In Landeskog's case, the nomination carries weight because his path hasn't looked clean or easy. It's been long, public, and packed with questions about whether he could still get back to NHL action.
The stat line gives the story some edge. After skating in 2 games with the Colorado Eagles in 2024-25, he returned to the Avalanche lineup in 2025-26 and played 56 games.
He didn't just dress and stand in the corner. Landeskog put up 12 goals and 33 points, which turned the conversation from sentiment to impact.
That matters with this award. The Masterton isn't handed out for nostalgia. It goes to the player who best shows perseverance, sportsmanship, and dedication to hockey.
A nomination that hits harder than a boxscore
Landeskog's case also stands on the body of work he has built over time. He has played 794 NHL games and produced 604 points, numbers that speak to both staying power and identity.
Then there's the playoff file. He has 74 postseason games and 71 points, the kind of production that tells you exactly what he has meant when the games tighten up.
Colorado drafted him 2nd overall in 2011, and he has spent the biggest years of his career tied to the Avalanche standard. That's why this nomination feels bigger than a routine team submission.

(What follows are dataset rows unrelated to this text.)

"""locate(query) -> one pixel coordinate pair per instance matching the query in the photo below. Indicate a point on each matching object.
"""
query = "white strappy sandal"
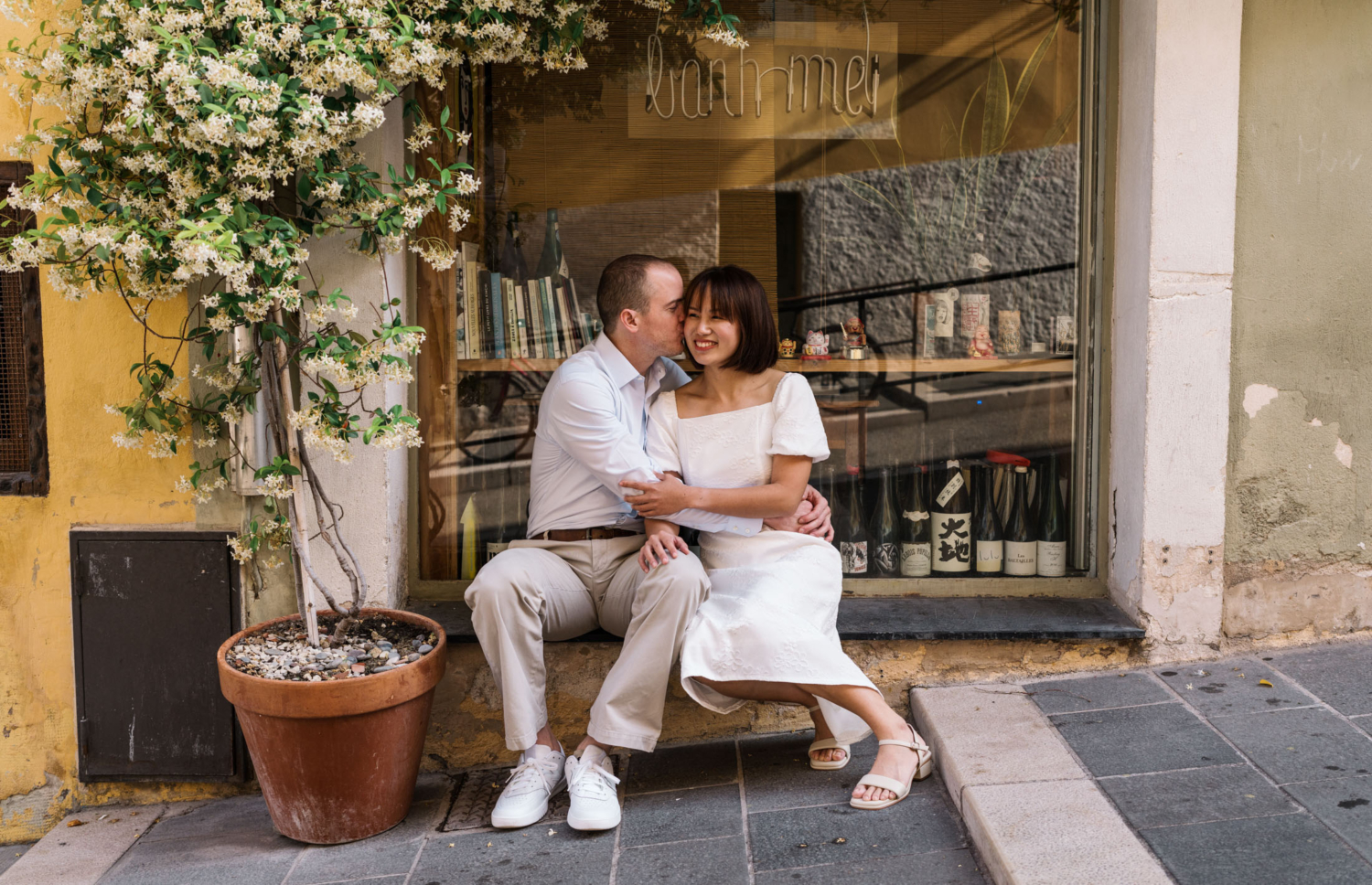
(828, 764)
(922, 770)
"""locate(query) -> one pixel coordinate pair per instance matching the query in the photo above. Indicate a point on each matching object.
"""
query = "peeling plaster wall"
(88, 347)
(466, 726)
(1300, 482)
(1179, 92)
(372, 487)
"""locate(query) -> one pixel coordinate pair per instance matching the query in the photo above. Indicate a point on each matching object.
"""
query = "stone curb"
(1031, 808)
(80, 855)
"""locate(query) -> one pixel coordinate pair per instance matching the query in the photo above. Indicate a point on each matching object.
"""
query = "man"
(578, 569)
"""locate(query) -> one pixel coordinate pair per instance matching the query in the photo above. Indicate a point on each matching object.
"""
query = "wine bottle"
(952, 523)
(1021, 545)
(499, 544)
(471, 542)
(987, 537)
(552, 262)
(512, 255)
(885, 530)
(916, 552)
(852, 533)
(1053, 523)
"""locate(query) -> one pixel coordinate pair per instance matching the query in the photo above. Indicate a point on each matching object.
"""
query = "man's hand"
(661, 498)
(659, 547)
(811, 517)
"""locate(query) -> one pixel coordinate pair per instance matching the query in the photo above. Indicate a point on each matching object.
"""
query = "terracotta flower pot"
(338, 761)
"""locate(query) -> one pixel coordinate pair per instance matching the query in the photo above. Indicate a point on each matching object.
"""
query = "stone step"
(1032, 811)
(910, 618)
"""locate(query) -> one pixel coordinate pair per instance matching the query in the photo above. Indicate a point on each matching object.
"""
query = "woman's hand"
(661, 498)
(659, 547)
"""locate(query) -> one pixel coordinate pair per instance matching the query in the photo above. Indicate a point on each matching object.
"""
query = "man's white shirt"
(592, 433)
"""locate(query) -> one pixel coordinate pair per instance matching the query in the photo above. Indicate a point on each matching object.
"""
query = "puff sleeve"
(798, 430)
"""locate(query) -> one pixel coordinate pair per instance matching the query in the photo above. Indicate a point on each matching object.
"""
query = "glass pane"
(910, 172)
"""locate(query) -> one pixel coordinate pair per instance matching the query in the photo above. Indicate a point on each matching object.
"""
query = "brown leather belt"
(601, 533)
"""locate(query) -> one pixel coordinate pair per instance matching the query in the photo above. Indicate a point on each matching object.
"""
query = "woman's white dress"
(774, 596)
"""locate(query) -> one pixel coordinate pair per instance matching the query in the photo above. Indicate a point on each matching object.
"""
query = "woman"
(744, 436)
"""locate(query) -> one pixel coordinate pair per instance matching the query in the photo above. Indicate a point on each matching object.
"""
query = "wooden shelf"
(1047, 365)
(929, 367)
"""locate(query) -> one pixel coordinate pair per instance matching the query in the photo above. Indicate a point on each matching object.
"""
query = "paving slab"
(680, 767)
(205, 862)
(1216, 794)
(1100, 692)
(538, 854)
(841, 833)
(1336, 674)
(81, 854)
(990, 734)
(705, 813)
(711, 862)
(386, 854)
(1287, 849)
(1056, 832)
(954, 866)
(1345, 805)
(1133, 740)
(1234, 687)
(241, 816)
(1300, 744)
(8, 854)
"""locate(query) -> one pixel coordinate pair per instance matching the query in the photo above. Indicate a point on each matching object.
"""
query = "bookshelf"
(1061, 365)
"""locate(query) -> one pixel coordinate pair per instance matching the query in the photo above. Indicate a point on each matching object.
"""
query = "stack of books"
(502, 318)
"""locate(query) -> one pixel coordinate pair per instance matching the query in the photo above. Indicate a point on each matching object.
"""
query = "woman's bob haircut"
(738, 296)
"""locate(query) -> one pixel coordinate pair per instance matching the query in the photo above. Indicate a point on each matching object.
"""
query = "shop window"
(916, 169)
(24, 442)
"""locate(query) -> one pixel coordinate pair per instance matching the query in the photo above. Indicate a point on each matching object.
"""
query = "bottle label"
(886, 559)
(853, 556)
(952, 542)
(990, 556)
(1053, 559)
(916, 560)
(951, 489)
(1021, 558)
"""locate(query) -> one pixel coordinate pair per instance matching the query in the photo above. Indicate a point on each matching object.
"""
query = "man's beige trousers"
(541, 591)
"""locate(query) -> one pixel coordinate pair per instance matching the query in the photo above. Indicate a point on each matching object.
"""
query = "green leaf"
(1031, 71)
(995, 115)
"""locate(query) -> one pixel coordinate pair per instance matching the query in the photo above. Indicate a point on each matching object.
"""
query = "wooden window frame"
(33, 481)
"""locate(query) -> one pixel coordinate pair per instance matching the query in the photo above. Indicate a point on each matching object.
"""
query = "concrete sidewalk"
(1253, 770)
(744, 811)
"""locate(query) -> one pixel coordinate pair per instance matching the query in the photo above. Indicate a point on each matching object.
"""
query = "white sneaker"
(535, 780)
(592, 786)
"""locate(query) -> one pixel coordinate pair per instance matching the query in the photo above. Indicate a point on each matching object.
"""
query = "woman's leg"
(779, 693)
(892, 762)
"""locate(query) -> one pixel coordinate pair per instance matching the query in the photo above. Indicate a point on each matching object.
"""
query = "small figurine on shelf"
(817, 346)
(855, 340)
(981, 346)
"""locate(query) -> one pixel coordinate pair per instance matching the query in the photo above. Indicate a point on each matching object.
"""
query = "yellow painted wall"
(88, 348)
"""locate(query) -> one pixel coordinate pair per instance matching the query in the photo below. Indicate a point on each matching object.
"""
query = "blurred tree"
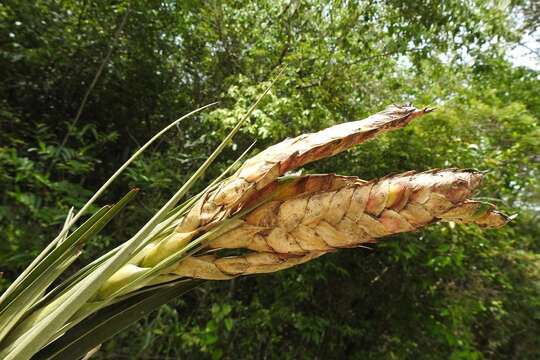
(448, 292)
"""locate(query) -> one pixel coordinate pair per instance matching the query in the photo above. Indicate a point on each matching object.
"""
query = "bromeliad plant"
(256, 221)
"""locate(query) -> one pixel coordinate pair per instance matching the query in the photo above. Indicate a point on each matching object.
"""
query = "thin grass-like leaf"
(17, 286)
(42, 332)
(111, 320)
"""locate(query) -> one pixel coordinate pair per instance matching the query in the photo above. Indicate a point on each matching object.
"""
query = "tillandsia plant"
(258, 220)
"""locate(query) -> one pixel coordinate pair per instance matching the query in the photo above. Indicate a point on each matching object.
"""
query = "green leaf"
(111, 320)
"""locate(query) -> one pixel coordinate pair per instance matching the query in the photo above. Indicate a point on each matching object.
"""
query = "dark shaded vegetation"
(447, 292)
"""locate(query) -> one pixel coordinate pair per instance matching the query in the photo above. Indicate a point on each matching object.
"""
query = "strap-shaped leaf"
(111, 320)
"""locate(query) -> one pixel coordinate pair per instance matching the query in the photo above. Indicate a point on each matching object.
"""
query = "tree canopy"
(84, 83)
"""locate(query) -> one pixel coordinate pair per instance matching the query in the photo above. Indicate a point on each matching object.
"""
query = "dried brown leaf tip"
(342, 212)
(263, 169)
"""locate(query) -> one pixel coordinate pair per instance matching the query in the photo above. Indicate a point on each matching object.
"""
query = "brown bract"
(313, 215)
(263, 169)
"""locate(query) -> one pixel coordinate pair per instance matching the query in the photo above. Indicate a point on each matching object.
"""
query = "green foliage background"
(450, 292)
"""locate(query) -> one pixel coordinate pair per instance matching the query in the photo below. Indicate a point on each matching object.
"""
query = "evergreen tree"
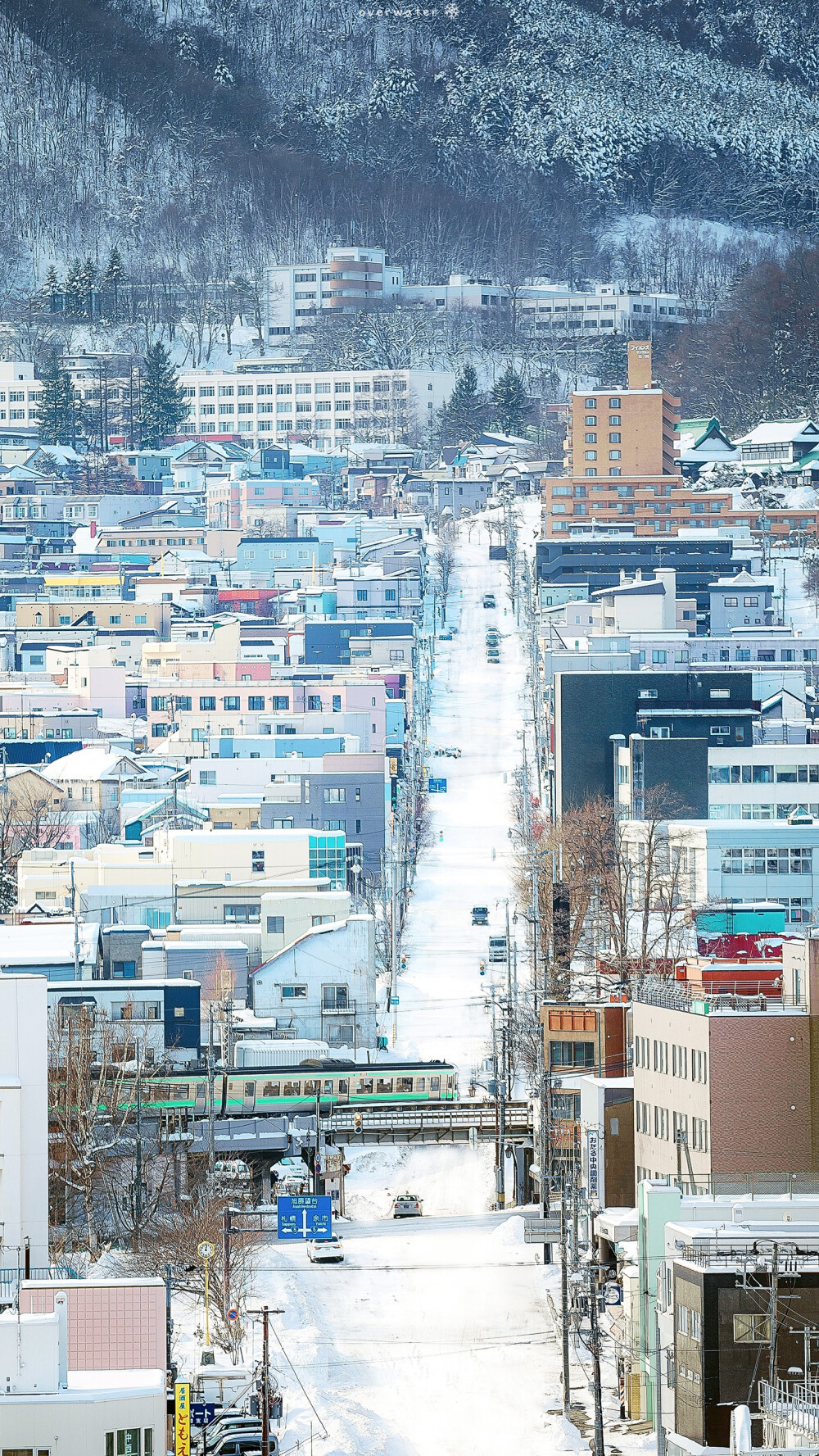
(86, 287)
(163, 406)
(57, 406)
(509, 404)
(112, 280)
(464, 412)
(73, 287)
(52, 287)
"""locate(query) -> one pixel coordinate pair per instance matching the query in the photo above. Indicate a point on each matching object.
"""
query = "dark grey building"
(600, 561)
(669, 710)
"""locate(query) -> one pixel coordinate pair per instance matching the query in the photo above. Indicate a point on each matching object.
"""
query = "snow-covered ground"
(435, 1336)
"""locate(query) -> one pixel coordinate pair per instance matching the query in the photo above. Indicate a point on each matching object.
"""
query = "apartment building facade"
(265, 402)
(691, 1056)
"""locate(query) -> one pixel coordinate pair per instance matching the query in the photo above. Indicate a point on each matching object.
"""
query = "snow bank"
(509, 1234)
(447, 1178)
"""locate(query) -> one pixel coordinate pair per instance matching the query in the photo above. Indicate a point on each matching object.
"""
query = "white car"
(326, 1251)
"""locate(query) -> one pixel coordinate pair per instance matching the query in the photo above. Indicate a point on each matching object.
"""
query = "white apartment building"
(19, 398)
(281, 401)
(346, 280)
(547, 306)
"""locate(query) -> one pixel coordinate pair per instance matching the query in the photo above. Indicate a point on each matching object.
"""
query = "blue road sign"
(305, 1216)
(202, 1413)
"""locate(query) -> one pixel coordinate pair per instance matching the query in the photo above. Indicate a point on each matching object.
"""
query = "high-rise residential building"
(622, 460)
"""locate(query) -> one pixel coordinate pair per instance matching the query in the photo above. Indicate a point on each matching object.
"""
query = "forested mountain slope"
(473, 133)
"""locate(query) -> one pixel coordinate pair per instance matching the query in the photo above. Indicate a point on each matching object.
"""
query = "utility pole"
(774, 1313)
(658, 1385)
(211, 1109)
(600, 1445)
(565, 1304)
(76, 925)
(265, 1385)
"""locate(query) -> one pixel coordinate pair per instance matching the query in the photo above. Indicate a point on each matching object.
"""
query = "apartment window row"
(652, 1055)
(758, 861)
(572, 1053)
(760, 811)
(764, 773)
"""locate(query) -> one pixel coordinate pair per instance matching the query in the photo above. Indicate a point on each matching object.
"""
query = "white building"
(283, 401)
(552, 307)
(324, 986)
(24, 1123)
(346, 280)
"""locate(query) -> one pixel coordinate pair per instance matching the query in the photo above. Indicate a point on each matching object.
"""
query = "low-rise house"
(324, 986)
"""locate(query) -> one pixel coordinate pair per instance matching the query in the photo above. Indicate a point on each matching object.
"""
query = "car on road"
(326, 1251)
(408, 1206)
(232, 1424)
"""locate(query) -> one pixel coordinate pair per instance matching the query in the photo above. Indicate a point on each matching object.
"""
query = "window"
(335, 998)
(751, 1330)
(242, 914)
(572, 1053)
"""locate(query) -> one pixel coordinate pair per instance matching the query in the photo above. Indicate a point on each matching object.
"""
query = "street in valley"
(435, 1336)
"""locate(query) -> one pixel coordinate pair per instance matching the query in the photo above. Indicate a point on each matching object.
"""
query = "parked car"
(408, 1206)
(233, 1424)
(326, 1251)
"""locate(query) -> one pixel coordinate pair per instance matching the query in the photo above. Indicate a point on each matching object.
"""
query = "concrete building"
(324, 986)
(24, 1123)
(346, 280)
(693, 1055)
(281, 401)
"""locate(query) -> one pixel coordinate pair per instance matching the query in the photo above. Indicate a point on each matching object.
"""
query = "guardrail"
(11, 1279)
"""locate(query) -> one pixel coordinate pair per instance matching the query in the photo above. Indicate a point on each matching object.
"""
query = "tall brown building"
(622, 460)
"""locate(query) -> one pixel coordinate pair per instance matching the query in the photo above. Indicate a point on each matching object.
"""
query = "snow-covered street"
(435, 1336)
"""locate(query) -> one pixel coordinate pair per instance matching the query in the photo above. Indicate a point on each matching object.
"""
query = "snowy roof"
(777, 430)
(93, 764)
(47, 942)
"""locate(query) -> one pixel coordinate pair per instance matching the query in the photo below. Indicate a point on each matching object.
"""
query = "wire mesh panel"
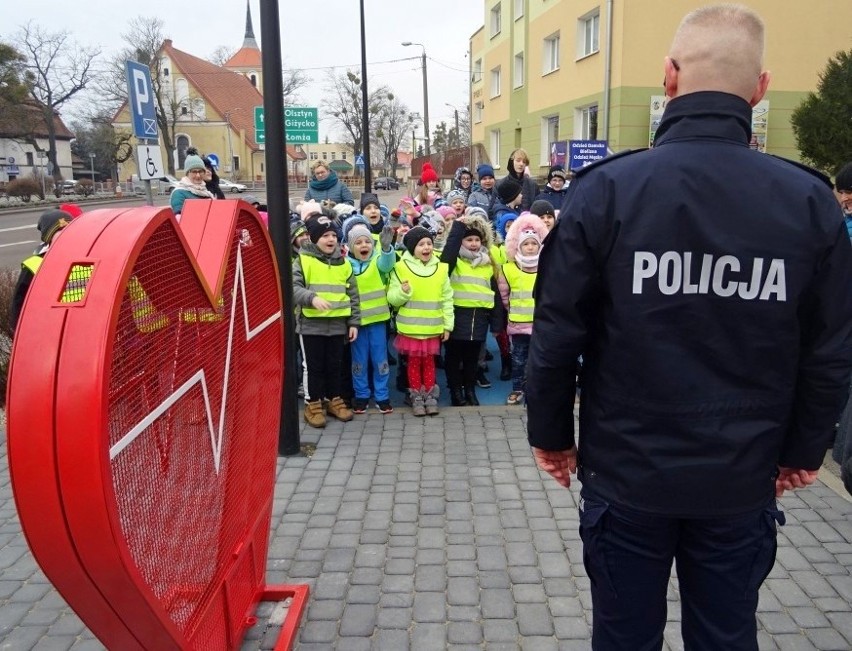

At 33, he's no longer being measured against projection or upside. He's being measured against the grind it took to get back into a league that moves fast and forgets even faster.
There's also a locker room angle here. Players notice who keeps pushing when the road gets ugly, and Landeskog's name on this ballot says his return carried meaning inside the room too.
The production helped, no doubt. But this nomination is really about the combination of presence, fight, and the fact he found a way back into the lineup with enough game left to matter.
For the Avalanche, it's another sign that Landeskog isn't just part of old highlights. He's part of the current picture again, and that gives this nomination real bite.